Benzinga | Apr 20, 2021 07:49AM EDT

bluebird bio Says Investigator Has Concluded Reported Case Of MDS In LentiGlobin Study Is Not MDS And Has Revised Diagnosis To Transfusion-Dependent Anemia

bluebird bio, Inc. (NASDAQ:BLUE) announced today business and program updates across its severe genetic disease portfolio including a revised diagnosis for the previously reported case of myelodysplastic syndrome (MDS) in its Phase 1/2 study of LentiGlobin for sickle cell disease (SCD) (bb1111), the company's decision to withdraw ZYNTEGLO(tm) (betibeglogene autotemcel, beti-cel) for transfusion-dependent ?-thalassemia (TDT) from the German market and a targeted reshaping of its workforce intended to enable the company to advance its late-stage gene therapy programs.

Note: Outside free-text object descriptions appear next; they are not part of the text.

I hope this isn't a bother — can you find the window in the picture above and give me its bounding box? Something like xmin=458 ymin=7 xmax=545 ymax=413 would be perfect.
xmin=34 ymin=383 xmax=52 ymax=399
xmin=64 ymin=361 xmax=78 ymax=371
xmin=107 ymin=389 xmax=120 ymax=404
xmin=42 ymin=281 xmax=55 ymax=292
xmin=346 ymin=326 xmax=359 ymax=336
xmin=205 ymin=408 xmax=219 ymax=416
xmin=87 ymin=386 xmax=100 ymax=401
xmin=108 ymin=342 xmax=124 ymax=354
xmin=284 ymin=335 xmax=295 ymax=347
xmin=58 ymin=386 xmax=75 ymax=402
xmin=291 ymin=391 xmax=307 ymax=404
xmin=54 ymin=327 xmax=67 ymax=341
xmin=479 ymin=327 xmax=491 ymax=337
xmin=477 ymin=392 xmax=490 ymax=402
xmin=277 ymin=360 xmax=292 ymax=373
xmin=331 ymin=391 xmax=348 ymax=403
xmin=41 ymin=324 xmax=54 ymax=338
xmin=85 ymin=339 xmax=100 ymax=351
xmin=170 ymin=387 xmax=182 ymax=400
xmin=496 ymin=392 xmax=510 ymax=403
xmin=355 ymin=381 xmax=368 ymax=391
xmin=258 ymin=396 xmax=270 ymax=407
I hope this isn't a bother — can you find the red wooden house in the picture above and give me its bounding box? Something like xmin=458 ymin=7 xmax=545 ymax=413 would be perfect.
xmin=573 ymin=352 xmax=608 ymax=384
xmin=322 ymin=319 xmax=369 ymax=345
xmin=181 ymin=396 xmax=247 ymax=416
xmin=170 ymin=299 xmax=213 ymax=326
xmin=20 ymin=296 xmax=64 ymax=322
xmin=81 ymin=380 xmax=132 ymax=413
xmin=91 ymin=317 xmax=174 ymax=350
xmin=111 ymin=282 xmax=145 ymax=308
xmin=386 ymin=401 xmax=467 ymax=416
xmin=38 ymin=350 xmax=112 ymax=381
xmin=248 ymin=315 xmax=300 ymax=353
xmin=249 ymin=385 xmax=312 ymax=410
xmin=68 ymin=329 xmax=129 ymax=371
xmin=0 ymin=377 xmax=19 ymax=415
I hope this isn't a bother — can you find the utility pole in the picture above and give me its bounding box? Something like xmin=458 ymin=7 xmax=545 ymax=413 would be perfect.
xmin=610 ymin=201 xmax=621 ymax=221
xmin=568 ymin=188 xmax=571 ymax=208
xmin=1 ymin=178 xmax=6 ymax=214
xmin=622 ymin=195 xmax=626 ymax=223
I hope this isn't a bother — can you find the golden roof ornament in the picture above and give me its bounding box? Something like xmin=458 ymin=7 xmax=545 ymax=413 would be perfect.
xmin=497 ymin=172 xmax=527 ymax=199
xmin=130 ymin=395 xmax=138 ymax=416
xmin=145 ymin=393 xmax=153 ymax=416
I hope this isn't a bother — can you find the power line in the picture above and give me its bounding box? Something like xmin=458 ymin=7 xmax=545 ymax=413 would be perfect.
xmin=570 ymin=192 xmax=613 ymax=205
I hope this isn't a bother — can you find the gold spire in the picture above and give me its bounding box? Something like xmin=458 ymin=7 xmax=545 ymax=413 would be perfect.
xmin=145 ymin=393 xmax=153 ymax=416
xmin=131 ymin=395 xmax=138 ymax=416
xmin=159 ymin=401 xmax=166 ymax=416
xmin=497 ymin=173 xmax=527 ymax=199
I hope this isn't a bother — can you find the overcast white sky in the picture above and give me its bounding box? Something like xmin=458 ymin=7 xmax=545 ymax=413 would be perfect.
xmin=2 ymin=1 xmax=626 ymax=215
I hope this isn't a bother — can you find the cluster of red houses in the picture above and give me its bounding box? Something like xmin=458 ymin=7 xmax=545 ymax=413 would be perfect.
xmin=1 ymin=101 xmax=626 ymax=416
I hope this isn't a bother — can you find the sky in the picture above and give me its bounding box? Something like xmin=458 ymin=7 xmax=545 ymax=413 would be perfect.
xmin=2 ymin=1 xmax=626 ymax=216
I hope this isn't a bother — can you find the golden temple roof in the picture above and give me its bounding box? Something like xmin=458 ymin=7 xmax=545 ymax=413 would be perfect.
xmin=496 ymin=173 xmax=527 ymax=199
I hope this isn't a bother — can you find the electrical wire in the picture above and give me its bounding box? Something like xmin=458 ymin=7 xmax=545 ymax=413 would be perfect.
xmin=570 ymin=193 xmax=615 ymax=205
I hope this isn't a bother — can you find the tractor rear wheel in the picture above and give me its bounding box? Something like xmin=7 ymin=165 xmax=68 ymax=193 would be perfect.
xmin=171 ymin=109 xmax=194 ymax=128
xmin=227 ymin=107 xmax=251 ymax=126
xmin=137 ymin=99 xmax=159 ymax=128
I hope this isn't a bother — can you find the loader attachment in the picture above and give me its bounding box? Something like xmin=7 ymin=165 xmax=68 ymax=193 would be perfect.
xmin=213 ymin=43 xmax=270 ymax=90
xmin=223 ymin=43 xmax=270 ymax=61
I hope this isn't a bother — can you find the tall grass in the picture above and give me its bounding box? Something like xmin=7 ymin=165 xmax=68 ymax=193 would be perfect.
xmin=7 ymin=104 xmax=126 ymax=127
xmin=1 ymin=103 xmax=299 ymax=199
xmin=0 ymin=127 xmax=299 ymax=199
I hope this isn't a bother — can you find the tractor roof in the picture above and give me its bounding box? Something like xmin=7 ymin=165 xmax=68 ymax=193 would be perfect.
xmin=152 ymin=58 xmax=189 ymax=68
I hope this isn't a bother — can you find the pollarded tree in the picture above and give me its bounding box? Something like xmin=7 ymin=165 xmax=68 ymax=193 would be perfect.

The case of MDS reported in February in a patient from Group C of the Phase 1/2 HGB-206 study of LentiGlobin gene therapy for SCD has been further assessed following the review of results from additional tests. The treating investigator has concluded this is not a case of MDS and has revised the diagnosis to transfusion-dependent anemia. bluebird bio has reported this update to regulatory agencies and study investigators. The company continues to work with the treating investigator to determine the potential cause of this patient's anemia.

Last month, the company reported that it is very unlikely the suspected unexpected serious adverse reaction (SUSAR) of acute myeloid leukemia (AML) reported in the HGB-206 study of LentiGlobin for SCD was related to the BB305 lentiviral vector (LVV). This assessment, along with the re-classification of the originally reported MDS case to transfusion-dependent anemia are important steps in bluebird bio's path to seeking removal of the clinical hold on studies HGB-206 and HGB-210 of LentiGlobin for SCD. bluebird bio continues to work with regulators to resume its clinical studies in sickle cell disease as well as to remove the clinical hold for HGB-207 and HGB-212 clinical studies of beti-cel for ?-thalassemia, with potential lift of all clinical holds in mid-2021.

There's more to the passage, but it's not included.